小塩丙九郎の
歴史・経済データバンク

11. 停滞から崩壊に至った徳川幕府経済


〔2〕官僚主導・民間癒着の管理市場ができた

(9) 意次は一体なにを残したのか?

 意次を倒して(1786年)老中に就いた松平忠信が行った寛政の改革(1787-93年)は、財政の安定を図るために武士の綱紀を引き締め、浪費をなくすことを目的としたものでしたが、これは意次の行った政策の多くを否定したものであり、その一環として株仲間の解散が命じられ、経済政策も抑制されたと説明されることがよくあります。しかし、これは事実に反しています。意次が乱立させた株仲間のうち、問題の多かった株仲間は解散させられましたが、そのすべてが解散を命じられたわけではありません。そもそも、幕府財政の悪化が進む中で、幕府が株仲間を構成する大商家と密着して、それらの業務独占を認める代わりに冥加金と運上金を得ることは、幕府財政を維持する上で欠かせなくなっていました。


 寛政の改革の期間中に出された町触(まちぶれ;法令のこと)のほとんどは、意次の時代に出されたものと同じ内容となっています。そして、菜種油や綿の株仲間、或いは先に紹介した(ここ)菱垣廻船業者による業務独占は、むしろ強化されています。そして幕府は、増額された運上金を手にしています。さらにこの傾向は、これに続く大御所時代(11代将軍家斉が治世した1780年代末から1830年代で寛政の改革と天保の改革の間に当たる時期。家斉は隠居した後も実権を離さなかったことから、後の人が大御所時代と呼ぶようになりました)にさらに強くなっています。

 意次の政策は、意次個人のものでなく、意次を老中に抜擢した徳川家治〈いえはる〉の政策を実行したに過ぎないとの見方もありますが、この項を書くに当たって、その真偽の程はそれほど重要ではありません。重商主義に転換したと評価される幕府の政策が、幕府の私的利益の追求のためだけにあり、それに大商業者が追随したと言えれば、それで十分です。

 意次を革新的な経済政策家として高く評価するよう歴史認識を修正すべきであると主張する歴史経済学者も国内外に多いことについては、既に触れたところですが、意次や家治には、幕府財政を豊かにすること以外に興味があったとは思えません。無税で放置されていた業種から新たに税金を効果的に徴収する仕組みを考えついたということに過ぎません。豚は太らせてから食べるのがいい、2人はそう考えたのでしょう。家治が死去(1786年)すると、直ぐに意次は失脚します(同年)。しかし、この株仲間強化政策は、転換されなかったことは既に述べたとおりです。

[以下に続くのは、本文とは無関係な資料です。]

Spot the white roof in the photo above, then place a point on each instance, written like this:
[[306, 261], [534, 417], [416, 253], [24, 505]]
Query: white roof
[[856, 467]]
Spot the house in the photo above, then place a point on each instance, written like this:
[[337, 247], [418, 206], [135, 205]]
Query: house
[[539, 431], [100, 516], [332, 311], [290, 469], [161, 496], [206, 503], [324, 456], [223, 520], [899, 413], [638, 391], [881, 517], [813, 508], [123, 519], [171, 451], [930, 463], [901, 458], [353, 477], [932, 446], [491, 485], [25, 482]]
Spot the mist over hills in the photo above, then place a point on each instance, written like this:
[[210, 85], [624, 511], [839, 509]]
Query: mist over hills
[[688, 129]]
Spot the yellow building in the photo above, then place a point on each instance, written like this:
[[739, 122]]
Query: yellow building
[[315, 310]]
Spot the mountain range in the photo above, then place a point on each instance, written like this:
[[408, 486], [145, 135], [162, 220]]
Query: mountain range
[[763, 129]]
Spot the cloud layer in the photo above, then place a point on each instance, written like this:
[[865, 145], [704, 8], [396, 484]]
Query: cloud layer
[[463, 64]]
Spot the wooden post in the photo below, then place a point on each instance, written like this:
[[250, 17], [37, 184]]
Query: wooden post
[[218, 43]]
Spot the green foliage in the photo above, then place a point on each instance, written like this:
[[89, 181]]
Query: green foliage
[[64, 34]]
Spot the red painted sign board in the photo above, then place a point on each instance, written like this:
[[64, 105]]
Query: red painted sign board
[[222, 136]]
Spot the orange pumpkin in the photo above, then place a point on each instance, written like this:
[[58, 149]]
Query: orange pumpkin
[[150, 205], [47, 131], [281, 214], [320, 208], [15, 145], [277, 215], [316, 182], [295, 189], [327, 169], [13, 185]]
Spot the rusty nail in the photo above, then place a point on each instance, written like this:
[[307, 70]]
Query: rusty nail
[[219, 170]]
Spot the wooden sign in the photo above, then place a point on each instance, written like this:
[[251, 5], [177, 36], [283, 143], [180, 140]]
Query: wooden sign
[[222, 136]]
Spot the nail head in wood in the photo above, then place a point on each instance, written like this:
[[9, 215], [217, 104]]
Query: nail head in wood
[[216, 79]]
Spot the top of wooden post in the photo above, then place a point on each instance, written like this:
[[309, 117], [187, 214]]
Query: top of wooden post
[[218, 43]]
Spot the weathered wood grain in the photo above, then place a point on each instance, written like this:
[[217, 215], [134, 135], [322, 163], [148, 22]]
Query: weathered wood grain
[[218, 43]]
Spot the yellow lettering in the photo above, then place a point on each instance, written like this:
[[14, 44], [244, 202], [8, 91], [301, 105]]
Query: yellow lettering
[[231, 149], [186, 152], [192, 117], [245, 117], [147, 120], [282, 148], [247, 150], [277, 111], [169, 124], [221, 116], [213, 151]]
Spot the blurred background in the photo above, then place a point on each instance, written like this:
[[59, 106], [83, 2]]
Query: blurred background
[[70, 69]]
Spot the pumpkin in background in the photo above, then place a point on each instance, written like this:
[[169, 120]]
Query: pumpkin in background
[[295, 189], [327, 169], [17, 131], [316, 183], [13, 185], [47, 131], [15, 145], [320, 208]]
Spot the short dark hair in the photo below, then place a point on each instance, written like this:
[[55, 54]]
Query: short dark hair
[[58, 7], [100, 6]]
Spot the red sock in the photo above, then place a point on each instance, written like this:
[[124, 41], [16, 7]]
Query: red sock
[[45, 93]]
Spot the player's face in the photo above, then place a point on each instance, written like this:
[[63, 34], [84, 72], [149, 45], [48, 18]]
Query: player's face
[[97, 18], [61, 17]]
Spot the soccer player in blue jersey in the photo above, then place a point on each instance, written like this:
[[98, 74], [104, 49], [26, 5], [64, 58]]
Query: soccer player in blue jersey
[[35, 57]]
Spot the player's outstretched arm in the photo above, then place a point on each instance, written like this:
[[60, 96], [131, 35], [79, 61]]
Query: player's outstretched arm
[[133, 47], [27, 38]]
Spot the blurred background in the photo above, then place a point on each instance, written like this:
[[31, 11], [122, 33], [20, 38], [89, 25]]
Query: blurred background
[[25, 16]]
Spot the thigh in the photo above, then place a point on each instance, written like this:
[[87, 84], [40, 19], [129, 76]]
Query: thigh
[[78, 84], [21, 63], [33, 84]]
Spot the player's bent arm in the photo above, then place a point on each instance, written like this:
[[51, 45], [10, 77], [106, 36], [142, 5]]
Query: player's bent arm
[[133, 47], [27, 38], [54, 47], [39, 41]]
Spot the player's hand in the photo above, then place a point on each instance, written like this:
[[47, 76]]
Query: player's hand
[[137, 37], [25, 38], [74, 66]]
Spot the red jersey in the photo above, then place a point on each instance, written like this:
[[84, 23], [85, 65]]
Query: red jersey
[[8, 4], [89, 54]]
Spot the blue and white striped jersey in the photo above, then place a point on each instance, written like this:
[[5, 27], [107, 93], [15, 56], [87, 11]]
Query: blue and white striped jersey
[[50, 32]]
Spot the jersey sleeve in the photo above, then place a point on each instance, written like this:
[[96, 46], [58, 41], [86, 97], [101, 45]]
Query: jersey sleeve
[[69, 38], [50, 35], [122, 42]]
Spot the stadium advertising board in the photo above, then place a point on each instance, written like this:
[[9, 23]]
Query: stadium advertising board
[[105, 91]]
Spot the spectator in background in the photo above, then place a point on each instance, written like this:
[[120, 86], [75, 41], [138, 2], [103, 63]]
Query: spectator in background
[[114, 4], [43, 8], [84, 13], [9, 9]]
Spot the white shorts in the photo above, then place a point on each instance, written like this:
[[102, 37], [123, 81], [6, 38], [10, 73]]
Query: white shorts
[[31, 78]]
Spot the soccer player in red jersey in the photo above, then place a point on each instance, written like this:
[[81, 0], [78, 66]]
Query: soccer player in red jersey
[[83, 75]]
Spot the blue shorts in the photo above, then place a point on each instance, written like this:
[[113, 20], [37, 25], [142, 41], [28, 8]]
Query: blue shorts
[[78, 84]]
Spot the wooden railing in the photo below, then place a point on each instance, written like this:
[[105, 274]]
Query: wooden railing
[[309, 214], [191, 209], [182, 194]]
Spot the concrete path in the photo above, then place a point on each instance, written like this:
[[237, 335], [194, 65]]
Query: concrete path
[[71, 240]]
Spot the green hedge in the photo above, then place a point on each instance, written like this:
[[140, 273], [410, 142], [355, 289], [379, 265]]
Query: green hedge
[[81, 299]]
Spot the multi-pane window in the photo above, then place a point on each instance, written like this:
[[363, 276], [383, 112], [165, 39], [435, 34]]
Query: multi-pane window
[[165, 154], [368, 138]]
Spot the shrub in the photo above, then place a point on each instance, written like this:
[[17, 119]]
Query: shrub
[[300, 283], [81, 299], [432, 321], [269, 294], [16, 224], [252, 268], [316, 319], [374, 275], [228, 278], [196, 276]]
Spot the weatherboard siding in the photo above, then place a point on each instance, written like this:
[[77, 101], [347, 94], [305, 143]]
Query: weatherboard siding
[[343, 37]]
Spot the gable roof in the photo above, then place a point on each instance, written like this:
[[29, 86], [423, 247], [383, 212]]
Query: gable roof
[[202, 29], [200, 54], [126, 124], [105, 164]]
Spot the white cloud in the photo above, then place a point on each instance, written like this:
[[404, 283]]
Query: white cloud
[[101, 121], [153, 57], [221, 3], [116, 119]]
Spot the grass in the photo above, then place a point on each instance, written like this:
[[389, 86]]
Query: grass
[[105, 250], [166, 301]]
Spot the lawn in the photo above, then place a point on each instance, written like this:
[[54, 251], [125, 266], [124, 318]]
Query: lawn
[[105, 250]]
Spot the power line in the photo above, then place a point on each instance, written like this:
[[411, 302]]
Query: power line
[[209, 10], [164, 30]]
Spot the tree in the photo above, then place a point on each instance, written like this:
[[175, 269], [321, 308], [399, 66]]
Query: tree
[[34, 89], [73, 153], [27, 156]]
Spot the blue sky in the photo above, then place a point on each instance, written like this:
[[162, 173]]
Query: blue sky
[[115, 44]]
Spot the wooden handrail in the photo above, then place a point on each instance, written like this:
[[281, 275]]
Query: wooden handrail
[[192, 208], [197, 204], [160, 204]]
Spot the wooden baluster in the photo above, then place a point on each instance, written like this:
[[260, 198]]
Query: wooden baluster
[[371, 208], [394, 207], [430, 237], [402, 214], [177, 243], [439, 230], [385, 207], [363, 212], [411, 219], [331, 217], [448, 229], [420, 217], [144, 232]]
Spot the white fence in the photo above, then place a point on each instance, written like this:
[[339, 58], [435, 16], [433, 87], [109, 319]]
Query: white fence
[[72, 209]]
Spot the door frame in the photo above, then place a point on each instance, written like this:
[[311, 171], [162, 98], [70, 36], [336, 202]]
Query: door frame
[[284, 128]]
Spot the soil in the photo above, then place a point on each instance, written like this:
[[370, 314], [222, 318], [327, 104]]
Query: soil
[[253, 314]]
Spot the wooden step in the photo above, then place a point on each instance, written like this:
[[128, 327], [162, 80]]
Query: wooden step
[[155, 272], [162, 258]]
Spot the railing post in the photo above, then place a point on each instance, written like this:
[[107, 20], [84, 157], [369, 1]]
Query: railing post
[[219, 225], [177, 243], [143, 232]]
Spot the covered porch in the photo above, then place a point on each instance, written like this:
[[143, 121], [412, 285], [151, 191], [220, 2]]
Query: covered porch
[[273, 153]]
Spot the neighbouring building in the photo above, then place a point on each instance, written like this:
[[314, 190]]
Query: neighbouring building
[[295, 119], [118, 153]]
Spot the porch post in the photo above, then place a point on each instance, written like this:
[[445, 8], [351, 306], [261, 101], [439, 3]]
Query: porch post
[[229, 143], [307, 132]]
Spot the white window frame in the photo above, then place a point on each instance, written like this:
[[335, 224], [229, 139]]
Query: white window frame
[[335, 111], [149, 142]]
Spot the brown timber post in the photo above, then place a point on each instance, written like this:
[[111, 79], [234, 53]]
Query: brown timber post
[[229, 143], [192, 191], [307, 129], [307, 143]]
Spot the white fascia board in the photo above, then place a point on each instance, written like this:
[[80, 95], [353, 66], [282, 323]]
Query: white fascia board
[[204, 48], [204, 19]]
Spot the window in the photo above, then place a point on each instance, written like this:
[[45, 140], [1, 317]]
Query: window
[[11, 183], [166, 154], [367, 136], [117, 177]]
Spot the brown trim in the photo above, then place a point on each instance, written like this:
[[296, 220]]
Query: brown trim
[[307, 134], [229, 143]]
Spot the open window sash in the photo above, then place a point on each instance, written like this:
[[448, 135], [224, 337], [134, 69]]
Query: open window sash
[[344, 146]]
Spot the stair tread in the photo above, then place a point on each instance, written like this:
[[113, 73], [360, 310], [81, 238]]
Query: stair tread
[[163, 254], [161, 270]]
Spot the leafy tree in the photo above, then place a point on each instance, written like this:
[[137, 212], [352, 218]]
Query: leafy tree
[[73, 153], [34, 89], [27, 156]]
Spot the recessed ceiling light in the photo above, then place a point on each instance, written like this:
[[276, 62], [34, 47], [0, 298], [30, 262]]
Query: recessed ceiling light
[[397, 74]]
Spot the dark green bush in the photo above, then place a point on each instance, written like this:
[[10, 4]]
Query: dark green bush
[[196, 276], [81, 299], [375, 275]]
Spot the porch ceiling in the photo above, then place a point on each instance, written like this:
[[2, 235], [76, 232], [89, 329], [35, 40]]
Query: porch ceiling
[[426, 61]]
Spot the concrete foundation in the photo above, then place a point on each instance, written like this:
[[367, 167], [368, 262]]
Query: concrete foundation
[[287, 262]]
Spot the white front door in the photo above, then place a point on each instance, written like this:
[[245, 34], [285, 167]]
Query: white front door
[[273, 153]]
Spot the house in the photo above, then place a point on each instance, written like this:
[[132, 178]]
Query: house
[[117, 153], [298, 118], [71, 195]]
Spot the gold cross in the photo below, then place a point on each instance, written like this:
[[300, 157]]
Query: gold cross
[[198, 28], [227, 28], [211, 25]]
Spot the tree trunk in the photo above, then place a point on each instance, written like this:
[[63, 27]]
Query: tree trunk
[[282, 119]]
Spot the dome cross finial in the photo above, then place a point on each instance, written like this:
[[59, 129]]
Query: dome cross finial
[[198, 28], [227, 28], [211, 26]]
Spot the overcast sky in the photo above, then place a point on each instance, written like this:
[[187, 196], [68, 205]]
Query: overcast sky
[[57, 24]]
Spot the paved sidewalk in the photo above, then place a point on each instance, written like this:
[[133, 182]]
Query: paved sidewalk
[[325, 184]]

この頃から、幕府の経済政策の正当性は失われ始めたというのが、私の見方です。国家という公より幕府と言う私を、そして幕府益より官僚個人益を優先する風潮が強まりました。

 18世紀半ば以降、他地域で商品作物の生産、食品加工、高級織物製造などが始まると、勢い地方の商工業者の勢いが増し、19世紀に入る頃には大坂の商工業者は大いに困窮する事態に至っていました。商品作物工作や食品加工、或いは織物や陶磁器製造に関する技術は秘匿されていましたが、時間とともに次第に地方に流出したからです。幕府がどれほど強権で管理しようとしても、万国共通の経済原理を完全に抑え込むことはできないことは、後で事実が証明することになります。


 意次と家治の政策の結果、幕府の財政はすこし改善しました。しかし、幕府が治める地域の経済力が回復したわけではありません。それはむしろ弱体化を続けたのです。意次が行ったことは、経済成長はさせないままに、市場を管理することによって大商業資本の利益率を確保して、その一部を幕府歳入に回すという経済サイクルをつくったことです。当座、幕府の財政は改善されますが、経済が成長できる構造に変えたわけではありませんから、幕府の管理が及ばない、特に西南日本を中心とした諸藩領土内にある振興資本、あるいは諸藩の行う専売事業の攻勢を受けて経済はやがて縮小に向かうことになります。そして幕府財政はますます赤字体質を強めることとなります。

 そのような展開になった根本原因は、意次が幕府官僚が主導して資本と癒着する自由のない市場構造をつくり上げたことです。そしてこの構造は、途中2度の大破綻を経験してもなお、現在に至るまで変わっていません。そうした3四半世紀ごとに大経済破綻する日本の経済構造の基礎を作ったのが意次です。